Je crois que notre réunion a été positive. Elle nous a permis de dialoguer sans tabous sur les propositions que je vous ai faites ainsi que sur celles dont vous vouliez me faire part. Nous ne sommes naturellement pas d'accord sur tout mais je constate qu'il y a des points de convergence sur des sujets importants pour nos concitoyens. Cette réunion nous a permis d'arrêter :
- d'une part, les mesures concrètes que nous allons annoncer immédiatement £
- d'autre part, des dispositions qui seront mises en oeuvre soit à l'issue d'un processus de concertation entre l'Etat et les partenaires sociaux, soit de négociations entre syndicats et patronat.
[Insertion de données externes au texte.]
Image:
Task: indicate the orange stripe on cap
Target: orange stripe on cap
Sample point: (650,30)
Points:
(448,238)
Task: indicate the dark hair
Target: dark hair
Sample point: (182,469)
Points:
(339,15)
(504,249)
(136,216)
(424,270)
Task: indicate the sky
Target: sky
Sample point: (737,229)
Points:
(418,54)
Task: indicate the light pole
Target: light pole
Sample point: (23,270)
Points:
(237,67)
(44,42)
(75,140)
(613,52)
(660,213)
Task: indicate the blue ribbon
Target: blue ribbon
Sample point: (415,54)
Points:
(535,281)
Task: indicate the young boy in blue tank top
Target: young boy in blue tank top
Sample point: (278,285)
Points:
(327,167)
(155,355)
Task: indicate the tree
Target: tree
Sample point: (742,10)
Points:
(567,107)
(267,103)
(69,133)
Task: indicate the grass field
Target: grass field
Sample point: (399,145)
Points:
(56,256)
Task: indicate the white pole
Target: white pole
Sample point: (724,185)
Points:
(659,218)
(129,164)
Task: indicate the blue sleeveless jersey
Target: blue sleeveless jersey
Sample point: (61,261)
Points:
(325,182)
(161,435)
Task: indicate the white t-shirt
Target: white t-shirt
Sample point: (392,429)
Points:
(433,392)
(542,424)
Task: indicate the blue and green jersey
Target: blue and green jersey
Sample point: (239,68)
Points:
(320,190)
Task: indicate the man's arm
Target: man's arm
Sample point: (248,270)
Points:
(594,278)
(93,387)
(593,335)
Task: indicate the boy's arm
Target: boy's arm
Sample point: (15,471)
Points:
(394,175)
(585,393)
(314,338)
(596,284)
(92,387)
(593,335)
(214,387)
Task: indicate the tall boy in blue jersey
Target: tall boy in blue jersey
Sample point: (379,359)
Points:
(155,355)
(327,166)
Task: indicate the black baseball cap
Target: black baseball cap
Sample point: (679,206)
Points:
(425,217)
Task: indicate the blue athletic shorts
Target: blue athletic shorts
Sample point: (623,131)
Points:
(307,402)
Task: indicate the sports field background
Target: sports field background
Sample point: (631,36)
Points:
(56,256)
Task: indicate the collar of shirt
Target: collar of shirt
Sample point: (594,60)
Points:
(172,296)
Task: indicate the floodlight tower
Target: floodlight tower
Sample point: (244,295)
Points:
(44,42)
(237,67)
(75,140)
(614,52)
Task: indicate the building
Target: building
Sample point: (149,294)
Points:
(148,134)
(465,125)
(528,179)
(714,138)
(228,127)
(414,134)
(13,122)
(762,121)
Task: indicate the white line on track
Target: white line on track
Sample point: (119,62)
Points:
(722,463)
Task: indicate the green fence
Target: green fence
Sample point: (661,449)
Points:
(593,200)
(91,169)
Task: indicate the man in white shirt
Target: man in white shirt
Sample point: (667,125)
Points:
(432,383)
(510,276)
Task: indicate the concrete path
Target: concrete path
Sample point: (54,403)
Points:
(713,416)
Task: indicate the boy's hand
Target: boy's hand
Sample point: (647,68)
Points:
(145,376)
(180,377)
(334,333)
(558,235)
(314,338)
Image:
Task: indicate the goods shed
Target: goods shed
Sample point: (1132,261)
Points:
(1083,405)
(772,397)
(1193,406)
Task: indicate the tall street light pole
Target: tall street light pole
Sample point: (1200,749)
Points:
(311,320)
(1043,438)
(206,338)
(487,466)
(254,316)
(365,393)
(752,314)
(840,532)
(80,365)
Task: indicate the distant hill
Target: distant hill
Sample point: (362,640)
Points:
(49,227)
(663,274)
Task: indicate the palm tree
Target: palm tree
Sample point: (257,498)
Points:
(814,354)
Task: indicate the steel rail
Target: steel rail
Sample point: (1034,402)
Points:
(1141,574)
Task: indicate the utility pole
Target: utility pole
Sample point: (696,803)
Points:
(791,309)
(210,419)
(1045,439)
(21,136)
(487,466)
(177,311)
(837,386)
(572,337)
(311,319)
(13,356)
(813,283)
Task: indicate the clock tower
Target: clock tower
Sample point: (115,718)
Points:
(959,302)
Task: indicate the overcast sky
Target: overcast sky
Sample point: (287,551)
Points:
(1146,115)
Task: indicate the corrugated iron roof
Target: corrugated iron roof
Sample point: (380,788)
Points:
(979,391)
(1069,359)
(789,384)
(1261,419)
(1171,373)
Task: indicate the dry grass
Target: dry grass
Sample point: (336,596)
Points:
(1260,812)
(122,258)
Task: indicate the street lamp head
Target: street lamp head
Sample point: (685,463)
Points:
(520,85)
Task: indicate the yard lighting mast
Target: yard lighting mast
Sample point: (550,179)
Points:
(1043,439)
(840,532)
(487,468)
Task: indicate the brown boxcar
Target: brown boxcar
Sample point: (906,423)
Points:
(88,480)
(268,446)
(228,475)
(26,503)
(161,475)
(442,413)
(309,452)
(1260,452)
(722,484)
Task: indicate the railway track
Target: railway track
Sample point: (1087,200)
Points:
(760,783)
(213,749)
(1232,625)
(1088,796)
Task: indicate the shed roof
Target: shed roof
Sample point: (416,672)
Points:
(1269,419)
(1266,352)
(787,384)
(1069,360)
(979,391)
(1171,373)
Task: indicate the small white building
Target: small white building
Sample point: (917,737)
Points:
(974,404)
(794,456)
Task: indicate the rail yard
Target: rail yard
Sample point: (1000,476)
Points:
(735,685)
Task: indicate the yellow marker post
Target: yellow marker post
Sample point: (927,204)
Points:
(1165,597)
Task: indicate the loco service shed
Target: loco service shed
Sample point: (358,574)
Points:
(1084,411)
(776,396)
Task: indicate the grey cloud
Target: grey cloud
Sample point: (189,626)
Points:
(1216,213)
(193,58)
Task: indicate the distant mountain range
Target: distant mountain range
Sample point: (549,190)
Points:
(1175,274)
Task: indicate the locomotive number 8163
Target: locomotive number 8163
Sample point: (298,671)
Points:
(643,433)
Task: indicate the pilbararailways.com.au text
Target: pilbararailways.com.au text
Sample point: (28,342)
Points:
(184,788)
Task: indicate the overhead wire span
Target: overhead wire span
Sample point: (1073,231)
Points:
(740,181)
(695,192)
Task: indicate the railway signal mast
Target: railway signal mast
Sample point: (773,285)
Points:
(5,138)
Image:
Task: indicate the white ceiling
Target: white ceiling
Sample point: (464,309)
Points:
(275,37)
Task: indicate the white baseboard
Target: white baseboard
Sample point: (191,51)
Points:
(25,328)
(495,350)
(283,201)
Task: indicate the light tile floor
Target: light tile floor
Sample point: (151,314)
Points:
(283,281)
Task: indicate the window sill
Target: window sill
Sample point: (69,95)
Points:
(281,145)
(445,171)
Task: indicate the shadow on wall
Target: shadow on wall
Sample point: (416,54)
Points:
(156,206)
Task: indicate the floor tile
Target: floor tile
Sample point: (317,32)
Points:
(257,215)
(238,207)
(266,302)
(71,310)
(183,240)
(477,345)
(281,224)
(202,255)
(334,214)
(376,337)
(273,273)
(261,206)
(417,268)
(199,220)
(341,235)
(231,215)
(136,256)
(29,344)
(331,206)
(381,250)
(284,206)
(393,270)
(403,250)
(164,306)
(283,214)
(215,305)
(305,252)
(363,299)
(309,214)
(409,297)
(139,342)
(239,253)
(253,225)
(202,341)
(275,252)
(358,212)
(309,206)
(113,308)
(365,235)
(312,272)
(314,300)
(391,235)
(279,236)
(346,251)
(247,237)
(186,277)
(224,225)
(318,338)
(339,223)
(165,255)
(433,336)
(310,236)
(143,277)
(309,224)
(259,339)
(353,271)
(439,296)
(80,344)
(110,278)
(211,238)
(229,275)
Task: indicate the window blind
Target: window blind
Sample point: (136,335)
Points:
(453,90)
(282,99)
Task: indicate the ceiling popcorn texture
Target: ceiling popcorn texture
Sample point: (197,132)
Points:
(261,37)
I. Les annonces immédiates
Les mesures que nous allons immédiatement annoncer sont les suivantes.
1) En matière d'emploi et pour protéger les victimes de la crise :
Premièrement, nous allons prolonger les mesures qui ont déjà été prises ces dernières semaines en faveur de l'activité partielle :
- en encourageant les branches et les entreprises, par voie de conventions ad hoc avec l'Etat, à aller au-delà des taux conventionnels de prise en charge pour porter l'indemnisation à 75% du salaire brut. Je demande à Christine LAGARDE et Laurent WAUQUIEZ d'engager les discussions avec l'UNEDIC pour répartir ce surcoût entre l'entreprise, l'Etat et l'assurance chômage £
- en mobilisant la formation professionnelle pour prévenir l'activité partielle ou l'accompagner £
- en demandant aux banques de moduler les échéances des salariés en activité partielle pour le remboursement de leurs emprunts immobiliers. Je demande à Christine LAGARDE de réunir dans les tous prochains jours les banquiers à ce sujet.
Deuxièmement pour aider ceux que la crise fragilise le plus sur le marché du travail, l'Etat versera à tous les salariés ayant travaillé seulement deux à quatre mois, c'est-à-dire pas assez pour bénéficier de l'assurance chômage, dont beaucoup de jeunes, une prime exceptionnelle de 500 euros.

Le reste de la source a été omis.